Le plus simple est de prendre un ferry depuis Penang directement vers Langkawi –«3h de traversée-mais en faisant le calcul, c'est beaucoup plus rentable financièrement, pour nous, de prendre le ferry pendant une quinzaine de minutes pour rejoindre le continent




puis le train-2H- (celui qui part vers Bangkok et que nous prendrons à la fin du mois de décembre 2014 pour rejoindre la capitale thaïlandaise)
puis un taxi (20 minutes)-où l'on a failli mourir étouffés par les gaz d'échappement qui s'évacuaient dans l'habitacle!-
et finalement un ferry(1H45) sur une mer pas trop agitée,ouf nous voici enfin arrivés!





Une économie de 130 Ringgit (33€) soit 2 nuits d'hôtels et un repas !
Quand on a le temps , on peut se permettre de se compliquer un peu l'existence..

Langkawi est la plus grande des 99 îles-encore plus à marée basse- (que 4 îles habitées) et là où se concentre la majorité de ses habitants .






L'aigle brun est le symbole de l'île puisque en malais Helang signifie aigle et kawi=fort. On trouve aussi des aigles pêcheurs à poitrine blanche.
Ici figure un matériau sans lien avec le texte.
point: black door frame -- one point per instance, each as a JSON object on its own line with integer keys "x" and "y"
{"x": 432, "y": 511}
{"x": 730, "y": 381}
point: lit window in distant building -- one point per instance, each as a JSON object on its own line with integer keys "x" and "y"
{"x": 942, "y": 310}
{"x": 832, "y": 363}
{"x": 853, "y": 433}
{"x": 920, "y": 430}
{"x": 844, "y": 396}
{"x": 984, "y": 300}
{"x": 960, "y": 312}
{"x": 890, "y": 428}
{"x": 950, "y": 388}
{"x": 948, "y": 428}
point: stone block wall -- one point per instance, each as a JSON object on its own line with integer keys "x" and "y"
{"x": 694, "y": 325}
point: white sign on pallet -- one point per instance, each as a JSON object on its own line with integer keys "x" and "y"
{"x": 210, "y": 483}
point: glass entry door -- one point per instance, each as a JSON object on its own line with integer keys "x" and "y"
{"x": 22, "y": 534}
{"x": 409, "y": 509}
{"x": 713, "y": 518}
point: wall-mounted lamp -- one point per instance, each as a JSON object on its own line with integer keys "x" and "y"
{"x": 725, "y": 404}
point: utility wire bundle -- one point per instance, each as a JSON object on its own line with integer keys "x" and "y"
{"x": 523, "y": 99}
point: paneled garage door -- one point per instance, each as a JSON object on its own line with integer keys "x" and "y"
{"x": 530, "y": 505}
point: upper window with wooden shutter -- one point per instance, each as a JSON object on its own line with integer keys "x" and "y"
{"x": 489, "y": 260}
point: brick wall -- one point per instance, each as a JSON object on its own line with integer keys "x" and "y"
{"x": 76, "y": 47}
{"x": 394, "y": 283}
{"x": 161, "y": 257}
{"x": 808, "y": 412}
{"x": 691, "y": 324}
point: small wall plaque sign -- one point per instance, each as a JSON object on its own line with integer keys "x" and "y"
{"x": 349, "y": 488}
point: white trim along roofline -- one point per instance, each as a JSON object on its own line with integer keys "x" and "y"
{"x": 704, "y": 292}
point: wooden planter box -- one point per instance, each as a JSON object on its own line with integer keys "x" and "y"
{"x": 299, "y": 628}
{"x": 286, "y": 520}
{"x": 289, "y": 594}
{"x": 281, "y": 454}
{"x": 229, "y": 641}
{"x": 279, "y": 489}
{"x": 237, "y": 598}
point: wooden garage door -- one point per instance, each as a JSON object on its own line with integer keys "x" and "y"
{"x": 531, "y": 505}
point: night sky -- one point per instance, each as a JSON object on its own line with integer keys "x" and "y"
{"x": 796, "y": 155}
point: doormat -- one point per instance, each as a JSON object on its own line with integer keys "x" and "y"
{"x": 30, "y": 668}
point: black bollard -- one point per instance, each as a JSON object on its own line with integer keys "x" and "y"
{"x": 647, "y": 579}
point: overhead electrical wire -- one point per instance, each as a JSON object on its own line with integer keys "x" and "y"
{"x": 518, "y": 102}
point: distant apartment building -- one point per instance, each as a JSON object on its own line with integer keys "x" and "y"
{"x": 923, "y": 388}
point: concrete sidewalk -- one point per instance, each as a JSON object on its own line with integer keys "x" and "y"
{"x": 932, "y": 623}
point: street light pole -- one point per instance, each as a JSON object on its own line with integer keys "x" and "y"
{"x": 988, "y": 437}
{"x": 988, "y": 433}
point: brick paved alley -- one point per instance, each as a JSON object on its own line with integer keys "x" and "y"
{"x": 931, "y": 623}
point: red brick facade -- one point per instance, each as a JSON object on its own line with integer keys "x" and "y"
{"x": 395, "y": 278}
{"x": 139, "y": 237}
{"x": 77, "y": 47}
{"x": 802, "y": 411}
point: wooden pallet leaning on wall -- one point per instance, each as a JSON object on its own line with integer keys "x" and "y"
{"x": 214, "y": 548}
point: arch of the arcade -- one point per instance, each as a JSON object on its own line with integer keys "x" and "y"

A Langkawi, pas de bus de ville. Pour se déplacer que des scoot ou des auto en location , ou alors le taxi.
Dès la sortie du bateau , nous sommes assaillis par une horde de loueurs. donc nul besoin de réserver avant de venir ici! Vu le prix imbattable que l'on négocie pour une voiture alors que nous sommes en pleine saison touristique car ce sont les grandes vacances des malais(15€/jour, kilométrage illimité, de toute façon ,le compteur est bloqué! Et l'essence ici est à 0,50cts d'€ le litre!! Nous négocions aussi la gratuité des deux 1/2 journées: celle de notre arrivée puisque l'on prend le véhicule à 18H & celle du jour du départ, départ dans la matinée.La discussion se fait aisément même si elle prend un peu de temps, mais ici tout le monde a l'habitude de prendre son temps) nous optons pour l'auto au lieu des scooters qui nous reviennent plus chers puisque nous devrions en prendre 2.

Par-contre, nous avions préféré réserver un hôtel par l'intermédiaire du site " Agoda" pour la première nuit. Ensuite , comme nous prendrons les autres nuits au même endroit, le responsable nous fera une petite ristourne & l'on aura la chambre pour nous 6 au prix de 17,5€.
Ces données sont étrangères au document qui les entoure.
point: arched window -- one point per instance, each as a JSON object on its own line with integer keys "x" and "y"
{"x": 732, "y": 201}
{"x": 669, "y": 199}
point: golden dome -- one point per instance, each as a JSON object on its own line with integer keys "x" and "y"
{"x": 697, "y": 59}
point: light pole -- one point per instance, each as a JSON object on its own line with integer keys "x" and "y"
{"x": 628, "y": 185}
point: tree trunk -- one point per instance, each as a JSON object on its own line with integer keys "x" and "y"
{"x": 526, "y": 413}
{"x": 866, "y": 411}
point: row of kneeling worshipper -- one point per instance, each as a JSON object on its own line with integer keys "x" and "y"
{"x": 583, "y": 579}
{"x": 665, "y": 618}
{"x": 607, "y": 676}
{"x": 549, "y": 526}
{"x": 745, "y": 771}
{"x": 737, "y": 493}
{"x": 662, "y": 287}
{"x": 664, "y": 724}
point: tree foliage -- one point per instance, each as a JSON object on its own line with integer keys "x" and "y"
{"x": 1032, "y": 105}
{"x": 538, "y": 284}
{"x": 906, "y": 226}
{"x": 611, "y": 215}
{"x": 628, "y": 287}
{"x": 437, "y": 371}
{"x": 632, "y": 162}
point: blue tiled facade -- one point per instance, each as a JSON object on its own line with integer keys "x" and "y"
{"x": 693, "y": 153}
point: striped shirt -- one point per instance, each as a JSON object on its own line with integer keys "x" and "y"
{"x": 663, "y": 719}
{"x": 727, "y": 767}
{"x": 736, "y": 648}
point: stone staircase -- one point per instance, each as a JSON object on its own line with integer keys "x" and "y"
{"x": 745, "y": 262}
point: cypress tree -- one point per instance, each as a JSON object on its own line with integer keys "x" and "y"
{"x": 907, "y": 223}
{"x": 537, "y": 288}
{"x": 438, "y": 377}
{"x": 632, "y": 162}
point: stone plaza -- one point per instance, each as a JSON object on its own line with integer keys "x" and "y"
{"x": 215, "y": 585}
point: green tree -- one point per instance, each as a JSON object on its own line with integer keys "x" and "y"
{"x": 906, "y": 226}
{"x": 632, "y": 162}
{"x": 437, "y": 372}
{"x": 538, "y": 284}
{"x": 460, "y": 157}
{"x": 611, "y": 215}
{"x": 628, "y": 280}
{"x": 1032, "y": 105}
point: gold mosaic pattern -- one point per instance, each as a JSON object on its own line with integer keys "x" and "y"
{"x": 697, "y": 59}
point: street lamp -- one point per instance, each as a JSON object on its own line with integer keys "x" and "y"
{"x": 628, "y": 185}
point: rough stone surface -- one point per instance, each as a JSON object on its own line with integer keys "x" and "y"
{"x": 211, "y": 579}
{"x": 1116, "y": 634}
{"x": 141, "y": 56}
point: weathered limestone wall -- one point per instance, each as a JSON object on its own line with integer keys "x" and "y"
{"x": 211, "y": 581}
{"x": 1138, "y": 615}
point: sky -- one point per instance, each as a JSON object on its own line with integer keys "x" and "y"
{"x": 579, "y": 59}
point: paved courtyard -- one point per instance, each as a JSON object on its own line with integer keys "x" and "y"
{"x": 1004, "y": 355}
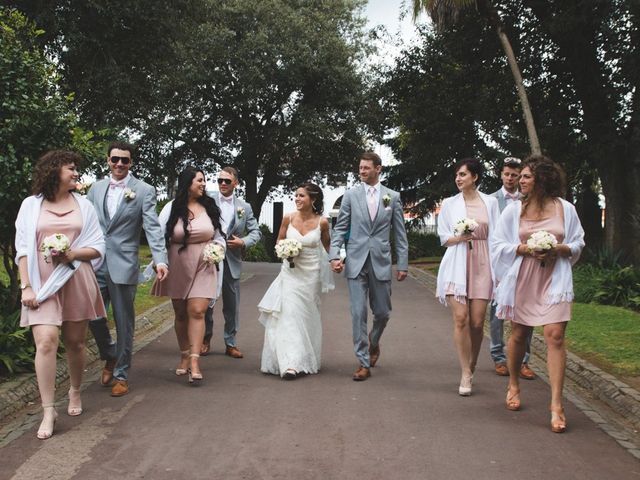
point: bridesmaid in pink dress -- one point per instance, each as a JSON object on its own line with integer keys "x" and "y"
{"x": 543, "y": 289}
{"x": 465, "y": 277}
{"x": 193, "y": 222}
{"x": 57, "y": 210}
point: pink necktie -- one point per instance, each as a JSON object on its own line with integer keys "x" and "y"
{"x": 371, "y": 202}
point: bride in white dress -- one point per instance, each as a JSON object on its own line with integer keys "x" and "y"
{"x": 290, "y": 309}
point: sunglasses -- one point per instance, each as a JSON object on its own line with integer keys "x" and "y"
{"x": 124, "y": 160}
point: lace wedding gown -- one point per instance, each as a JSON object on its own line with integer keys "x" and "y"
{"x": 290, "y": 309}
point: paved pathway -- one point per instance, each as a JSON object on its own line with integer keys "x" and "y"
{"x": 405, "y": 422}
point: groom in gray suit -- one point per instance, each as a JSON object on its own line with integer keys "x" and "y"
{"x": 124, "y": 206}
{"x": 368, "y": 213}
{"x": 242, "y": 231}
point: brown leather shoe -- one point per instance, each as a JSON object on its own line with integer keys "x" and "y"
{"x": 361, "y": 374}
{"x": 233, "y": 352}
{"x": 526, "y": 372}
{"x": 107, "y": 373}
{"x": 374, "y": 353}
{"x": 120, "y": 388}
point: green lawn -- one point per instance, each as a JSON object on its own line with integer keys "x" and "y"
{"x": 606, "y": 336}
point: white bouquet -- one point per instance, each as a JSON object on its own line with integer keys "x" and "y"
{"x": 465, "y": 226}
{"x": 213, "y": 254}
{"x": 288, "y": 248}
{"x": 54, "y": 246}
{"x": 541, "y": 241}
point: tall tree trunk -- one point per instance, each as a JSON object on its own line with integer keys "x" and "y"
{"x": 489, "y": 11}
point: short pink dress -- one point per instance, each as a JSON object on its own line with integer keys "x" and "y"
{"x": 479, "y": 283}
{"x": 534, "y": 280}
{"x": 79, "y": 299}
{"x": 189, "y": 276}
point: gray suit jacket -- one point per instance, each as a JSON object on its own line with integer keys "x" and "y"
{"x": 244, "y": 226}
{"x": 122, "y": 232}
{"x": 368, "y": 237}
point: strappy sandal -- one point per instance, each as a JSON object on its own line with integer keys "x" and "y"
{"x": 44, "y": 433}
{"x": 194, "y": 378}
{"x": 513, "y": 400}
{"x": 74, "y": 410}
{"x": 558, "y": 420}
{"x": 184, "y": 356}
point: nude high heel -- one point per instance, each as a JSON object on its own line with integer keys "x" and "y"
{"x": 46, "y": 427}
{"x": 74, "y": 410}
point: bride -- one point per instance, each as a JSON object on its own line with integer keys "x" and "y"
{"x": 290, "y": 309}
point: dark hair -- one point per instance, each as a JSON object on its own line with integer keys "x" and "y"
{"x": 46, "y": 173}
{"x": 549, "y": 180}
{"x": 372, "y": 157}
{"x": 180, "y": 209}
{"x": 121, "y": 146}
{"x": 317, "y": 197}
{"x": 473, "y": 165}
{"x": 231, "y": 171}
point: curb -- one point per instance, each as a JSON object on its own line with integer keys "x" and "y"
{"x": 621, "y": 398}
{"x": 20, "y": 392}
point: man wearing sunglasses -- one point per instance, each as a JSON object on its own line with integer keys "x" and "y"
{"x": 241, "y": 229}
{"x": 509, "y": 193}
{"x": 125, "y": 205}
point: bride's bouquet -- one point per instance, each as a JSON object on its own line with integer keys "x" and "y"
{"x": 465, "y": 226}
{"x": 541, "y": 241}
{"x": 213, "y": 254}
{"x": 54, "y": 246}
{"x": 288, "y": 248}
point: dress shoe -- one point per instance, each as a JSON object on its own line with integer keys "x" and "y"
{"x": 120, "y": 388}
{"x": 107, "y": 373}
{"x": 233, "y": 352}
{"x": 374, "y": 353}
{"x": 526, "y": 372}
{"x": 361, "y": 374}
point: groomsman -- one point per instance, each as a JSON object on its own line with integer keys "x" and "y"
{"x": 368, "y": 212}
{"x": 241, "y": 229}
{"x": 125, "y": 205}
{"x": 507, "y": 194}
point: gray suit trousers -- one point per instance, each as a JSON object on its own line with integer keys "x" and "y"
{"x": 378, "y": 292}
{"x": 121, "y": 297}
{"x": 230, "y": 310}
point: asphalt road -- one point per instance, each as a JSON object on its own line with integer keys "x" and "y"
{"x": 406, "y": 422}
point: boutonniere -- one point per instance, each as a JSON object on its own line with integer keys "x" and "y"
{"x": 83, "y": 188}
{"x": 129, "y": 194}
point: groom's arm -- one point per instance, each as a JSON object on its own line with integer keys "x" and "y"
{"x": 342, "y": 227}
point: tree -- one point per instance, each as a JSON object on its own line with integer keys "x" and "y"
{"x": 446, "y": 12}
{"x": 35, "y": 117}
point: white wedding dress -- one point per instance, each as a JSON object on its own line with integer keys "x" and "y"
{"x": 290, "y": 309}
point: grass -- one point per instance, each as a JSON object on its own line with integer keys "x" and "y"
{"x": 606, "y": 336}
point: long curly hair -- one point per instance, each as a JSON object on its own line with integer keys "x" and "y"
{"x": 317, "y": 197}
{"x": 549, "y": 180}
{"x": 180, "y": 209}
{"x": 46, "y": 173}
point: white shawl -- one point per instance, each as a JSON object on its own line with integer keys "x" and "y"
{"x": 506, "y": 263}
{"x": 26, "y": 223}
{"x": 453, "y": 267}
{"x": 163, "y": 218}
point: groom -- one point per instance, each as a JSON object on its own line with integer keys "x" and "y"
{"x": 368, "y": 212}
Vu que l'île ne fait que 478km²
nous sillonnons rapidement toute l'île surtout qu'il n'y a que quelques routes car la jungle est omniprésente.


Et s'il n'y a pas de route, impossible d’accéder à la plage à moins de se munir d'une machette et de jouer les « Indiana Jones » !! Pour corser le tout, des falaises pouvant atteindre 600m viennent se jeter dans la mer. Facile de comprendre que cet archipel servit de repaire aux pirates du détroit de Malacca.




Autre difficulté pour aller se baigner, les plages le plus belles ont été acheté par de grands et luxueux hôtels qui les réservent à leurs richissimes clients donc pas à nous!!ouais ,nous avions eu le même problème en Italie où une grande partie des « spots » les plus beaux des rives du lac de Côme sont interdites au badauds.

Nous partons en bateau à la découverte de cet habitat si inhabituel pour nous qu'est la mangrove:un écosystème de marais maritimes présent dans les régions tropicales.





La mangrove se développe sur le littoral dans des zones calmes et peu profondes. Elle assure une excellente protection contre l'érosion et même les tsunamis.
La Malaisie possède 630000 hectares de mangroves ce qui en fait le 5 ème pays au monde le plus fourni.
Cet habitat vit en anaérobie où seulement quelques espèces arrivent à s'habituer à cette absence d'oxygène.





Les racines ont un rôle respiratoire et de fixation. Elles servent d'abri à de nombreux organismes. Les palétuviers -qui appartiennent à la famille des angiospermes,sont une des rares espèces d'arbres qui arrivent à se développer dans cet univers sursalé. Pour s'adapter,ces arbres ont développé des racines aériennes – comme des échasses-

D'autres racines poussent hors du sol vers le haut comme des pailles pour la respiration. Ces « tubes pour respirer » atteignent des tailles de 30 centimètres.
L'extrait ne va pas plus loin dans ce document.